The rest of the game was really taking in the atmosphere and enjoying what could be Peyton Manning’s final snap in a championship situation. The Seahawks were relentless the entire game though, not letting up and the way the defense pursues the ball was very impressive to see in-person.

The final minutes of the fourth quarter were spent waiting for the confetti and for the clock to hit 0:00. John and I had a decision to make in which his expertise was vital. Would we watch the trophy presentation on the field or head down to the media interview tent and assume our position there? After the game ended, we watched the confetti fall and then headed down to the postgame media area.

As a former athlete and competitor, to be a part of it when the confetti falls was always a dream. To be standing 41 rows up while it fell at event that was a dream to cover, almost satisfied that feeling.
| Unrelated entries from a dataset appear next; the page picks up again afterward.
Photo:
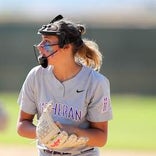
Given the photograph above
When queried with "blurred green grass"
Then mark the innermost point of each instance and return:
(133, 125)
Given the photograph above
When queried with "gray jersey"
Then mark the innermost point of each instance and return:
(84, 98)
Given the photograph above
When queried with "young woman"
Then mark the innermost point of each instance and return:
(68, 75)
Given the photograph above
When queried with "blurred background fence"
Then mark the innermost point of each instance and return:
(129, 56)
(124, 30)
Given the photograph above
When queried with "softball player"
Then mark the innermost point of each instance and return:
(68, 76)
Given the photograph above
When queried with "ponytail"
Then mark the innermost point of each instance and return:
(89, 55)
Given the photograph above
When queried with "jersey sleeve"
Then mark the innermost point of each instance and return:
(99, 108)
(26, 97)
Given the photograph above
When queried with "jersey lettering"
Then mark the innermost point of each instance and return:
(65, 111)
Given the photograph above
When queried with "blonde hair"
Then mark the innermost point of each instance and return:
(89, 55)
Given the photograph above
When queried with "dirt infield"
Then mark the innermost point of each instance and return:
(31, 151)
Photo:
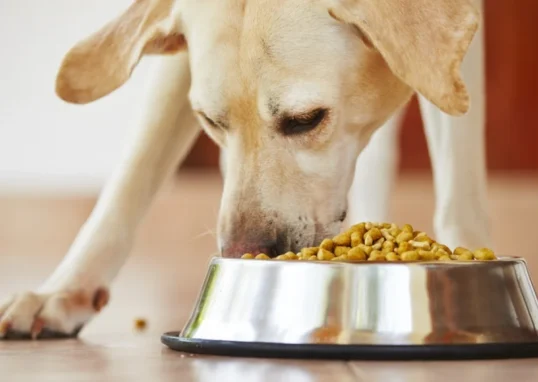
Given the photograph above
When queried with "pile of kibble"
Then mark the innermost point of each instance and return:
(381, 242)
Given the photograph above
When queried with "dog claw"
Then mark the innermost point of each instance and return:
(37, 327)
(100, 299)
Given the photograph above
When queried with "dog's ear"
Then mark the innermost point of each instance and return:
(104, 61)
(422, 41)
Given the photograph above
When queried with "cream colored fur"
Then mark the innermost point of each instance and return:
(249, 66)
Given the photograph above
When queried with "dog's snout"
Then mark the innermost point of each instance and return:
(237, 249)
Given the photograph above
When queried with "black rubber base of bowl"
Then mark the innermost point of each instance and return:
(350, 352)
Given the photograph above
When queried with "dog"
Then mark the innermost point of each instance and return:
(292, 91)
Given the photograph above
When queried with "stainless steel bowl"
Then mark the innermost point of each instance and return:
(393, 304)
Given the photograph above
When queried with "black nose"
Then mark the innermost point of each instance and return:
(239, 248)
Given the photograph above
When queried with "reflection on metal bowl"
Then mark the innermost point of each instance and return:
(300, 303)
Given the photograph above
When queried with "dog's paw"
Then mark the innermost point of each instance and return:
(49, 315)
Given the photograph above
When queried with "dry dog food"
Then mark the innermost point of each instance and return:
(381, 242)
(140, 324)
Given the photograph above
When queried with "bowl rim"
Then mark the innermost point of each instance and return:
(499, 260)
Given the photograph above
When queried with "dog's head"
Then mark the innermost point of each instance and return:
(293, 89)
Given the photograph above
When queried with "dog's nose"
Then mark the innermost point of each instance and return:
(238, 249)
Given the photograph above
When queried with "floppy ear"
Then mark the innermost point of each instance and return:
(422, 41)
(104, 61)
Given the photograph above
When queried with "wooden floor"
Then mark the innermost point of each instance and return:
(162, 278)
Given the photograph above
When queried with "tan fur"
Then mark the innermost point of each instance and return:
(251, 65)
(423, 41)
(103, 62)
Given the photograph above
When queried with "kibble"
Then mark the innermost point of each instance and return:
(381, 242)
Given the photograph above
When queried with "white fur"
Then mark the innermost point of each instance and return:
(168, 131)
(457, 153)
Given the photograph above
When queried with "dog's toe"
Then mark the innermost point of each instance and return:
(54, 315)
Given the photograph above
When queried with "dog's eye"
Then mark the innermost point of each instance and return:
(302, 123)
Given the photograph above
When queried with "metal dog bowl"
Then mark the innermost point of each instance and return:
(418, 310)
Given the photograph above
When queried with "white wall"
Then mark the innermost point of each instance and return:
(45, 143)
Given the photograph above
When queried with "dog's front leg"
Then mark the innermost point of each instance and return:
(79, 286)
(457, 151)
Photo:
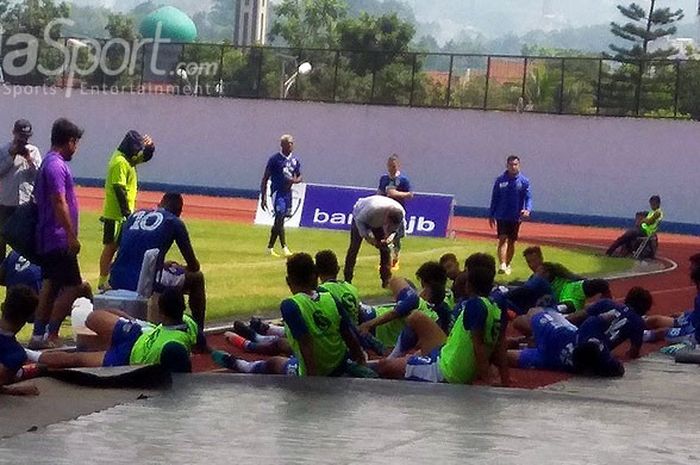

The interview room was crazy as expected. Our main objective was to talk to the Penn Staters that were now Super Bowl champions, Michael Robinson and Jordan Hill.

Percy Harvin was the first player out and the media gathered around. Some media weren’t concerned with Harvin as they floated around the media tent waiting for other players to come out to other podiums. The most important thing in these situations is knowing what you want for your story and who you need to get to for it.

As the more popular players were announced, “Richard Sherman to Podium 10” or “Russell Wilson to Podium 14” the media scrambled and some ran to get in position for the best soundbites and quotes. It was madness.

For others though, like MVP Malcolm Smith, there wasn’t much interest. Smith didn’t have a very big crowd to speak to but I was there and the man who hijacked the microphone and said to investigate 9/11, walked right in front of me. How about that? He walked right by me and I couldn’t tell that he didn’t have a legitimate credential. I would not make a good security guard.

We never did get Jordan Hill as they did not allow locker room access to us and they never brought Hill out to the interview room. At the end of the night though, we had gotten Seahawks coach Pete Carroll, Harvin, Smith, Robinson and Sherman.

Then it was back to the media bus, which was a little hard to find. MetLife Stadium had a good plan to direct the media where to go. There was tape laid out through the stadium in different colors. Following the blue tape led to the press box or the interview room while following the purple tape led to the auxiliary press area or the exit. It was a very well organized event and there’s so much more preparation that goes into it.

It began to rain after the game and the next morning we woke up to snow falling. The weather worsened as minutes went by. We, and the NFL, were really lucky that the winter storm hitting New York as we left didn’t come a day earlier.

A special thank you goes out to Mike Signora of the NFL and Knight Chair in Sports Journalism and Society at Penn State John Affleck for making this Super Bowl experience possible.